On the basis of the driving profile, the system controls the time windows for driving recommendations, for example for the left-turn assistant. The system uses its own position data and the speed and distance of oncoming traffic to determine how large the gaps are in oncoming traffic for a left-hand turn. Object detection is performed by a long-range radar ready for series production and short-range radars in the vehicle sides, which are already in use in many assistance systems today, such as intelligent Adaptive Cruise Control or blind spot monitoring.

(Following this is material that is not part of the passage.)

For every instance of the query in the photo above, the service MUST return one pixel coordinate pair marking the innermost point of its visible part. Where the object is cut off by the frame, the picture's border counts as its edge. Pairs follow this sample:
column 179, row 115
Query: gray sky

The driver needs assistance when the time window necessary for safe turning is critical or when it becomes difficult for the driver to estimate it. This can be the case at night or in poor visibility, or for inexperienced or elderly drivers. In heavy traffic, the City Assistant System reduces the stress of gap-finding and informs the driver when a suitable gap occurs. Trial runs as part of the research project determined a time window of five to seven seconds in which the system can provide assistance with recommendations. The lower value with smaller gaps in oncoming traffic applies to slightly more dynamic drivers, the upper value for very defensive drivers. The same principle applies to another application: entering a roundabout.
The driving recommendation can be given on different routes. The system can give its advice with optical, acoustic or haptic signals, depending on the driver's preference. In general, the test drivers found an optical display with a large green or red arrow to be the best.